The 802.15.4 standard transceiver in the ATmega128RFA1 was originally designed to operate on the protocolZigBee , which is rather complicated, so the author decided instead to just transfer packets. This is hardware implemented in the ATmega128RFA1, so a bit of code is required. Also, for simplicity, the author decided to use a fixed channel, preventing him from choosing it even manually. The 802.15.4 standard supports 16 channels with numbers from 11 to 26. They are quite clogged, some also overlap WiFi channels (red indicates ZigBee channels, blue, green and yellow - WiFi).

It turned out that channels 15 and 26 are the least susceptible to interference from WiFi. The author chose the second of them. Disclaimer: The translator does not know if ZigBee is so simplified. Maybe it’s worth a little more programming and its full implementation?

On the first of the devices, it is necessary to implement a state machine that transmits data using the STK500 protocol. For the most part, messages sent and received are self-sufficient, but some are tied to those that have passed through the channel earlier. A description of the dialogue is given here .

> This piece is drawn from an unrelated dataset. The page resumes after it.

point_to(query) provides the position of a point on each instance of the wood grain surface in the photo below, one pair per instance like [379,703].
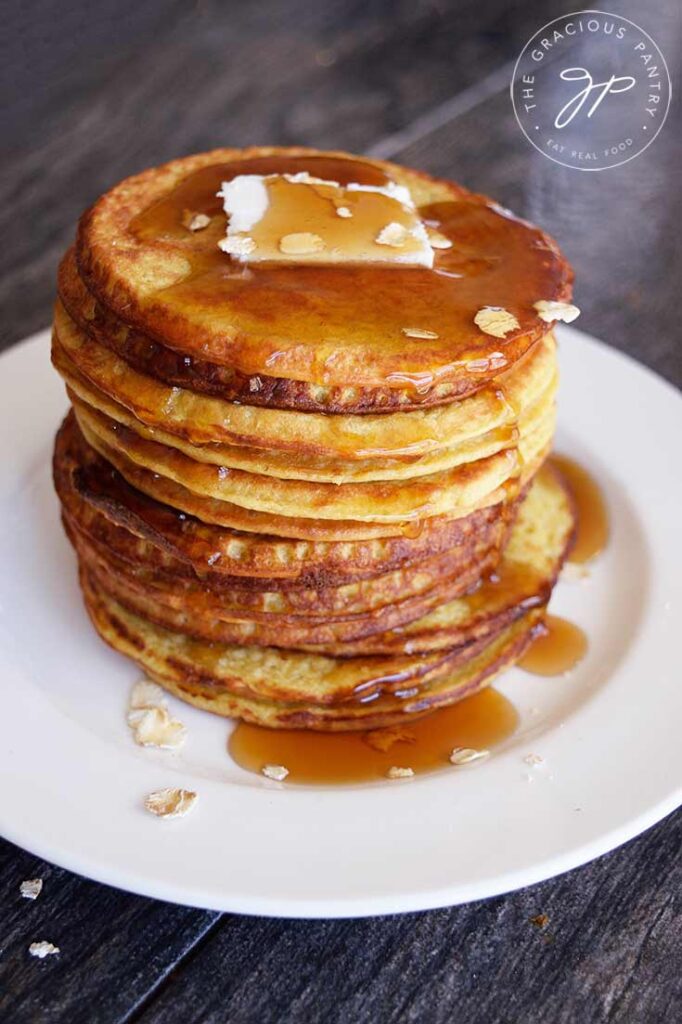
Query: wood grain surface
[425,83]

An important component of this dialogue is the transfer of packets intended for writing to the flash memory of the destination device. Simple microcontrollers of the AVR family have a page size of 128 bytes, but ATmega128RFA1 has a size of 256. And the flash memory that connects via the SPI protocol has the same size. The program in the first device when pouring the sketch does not immediately transfer it to the second, but writes it to this memory. When the Arduino IDE checks the correctness of the recording, they send it what was written there. Now you need to transfer the received data over the air to the second device. At the same time, switching from reception to transmission and vice versa occurs quite often. The STK500 protocol is indifferent to delays, but does not tolerate data loss (strange, but it is said above that delays in data transmission also affect). And losses in wireless transmission are inevitable. ATmega128RFA1 has a built-in hardware implementation of repeated requests with doubts about the correct transmission, but the author decided to implement the same programmatically on his own. He developed a protocol in which much more data passes in one direction than in the other.

It is imperfect, but everything works. A 256-byte page is divided into four segments, each of which is transmitted over the air as a packet. A packet holds up to 125 bytes of data plus one byte - length and two - CRC. So fragments 64 bytes long together with page and segment numbers (from 0 to 3) are placed there. In the receiving device, a variable is provided that allows you to track how many segments are received, and when all four are received, confirmation is sent to the sending device that the entire page has been received. No confirmation (CRC did not match) - send the whole page again. The speed at the same time turns out even more than when transmitting via cable. See:

But actually, it would be necessary to provide a convenient way to connect cable devices to the devices for filling in sketches and on it. For example, put inside such an interface converter on CP2102, as in the photo, and stick it to the board so that it can withstand the force when connecting and disconnecting the Micro USB cable.

It also has a 3.3-volt stabilizer (and how to use it in a device with 6-volt power supply - if only there is the same stabilizer, and you can add two diodes to automatically choose which one the device will be powered from). All three LEDs should be removed from the interface converter board, otherwise they will additionally load the batteries when working from them, and also interfere with the keyboard polling and work with flash memory with the SPI interface.

The pursuit of the goal turned out to be even more interesting than its achievement (and you don’t need that joke about the bus). The author learned a lot about bootloaders for AVR, flash memory with SPI, STK500 protocol and 802.15.4 standard.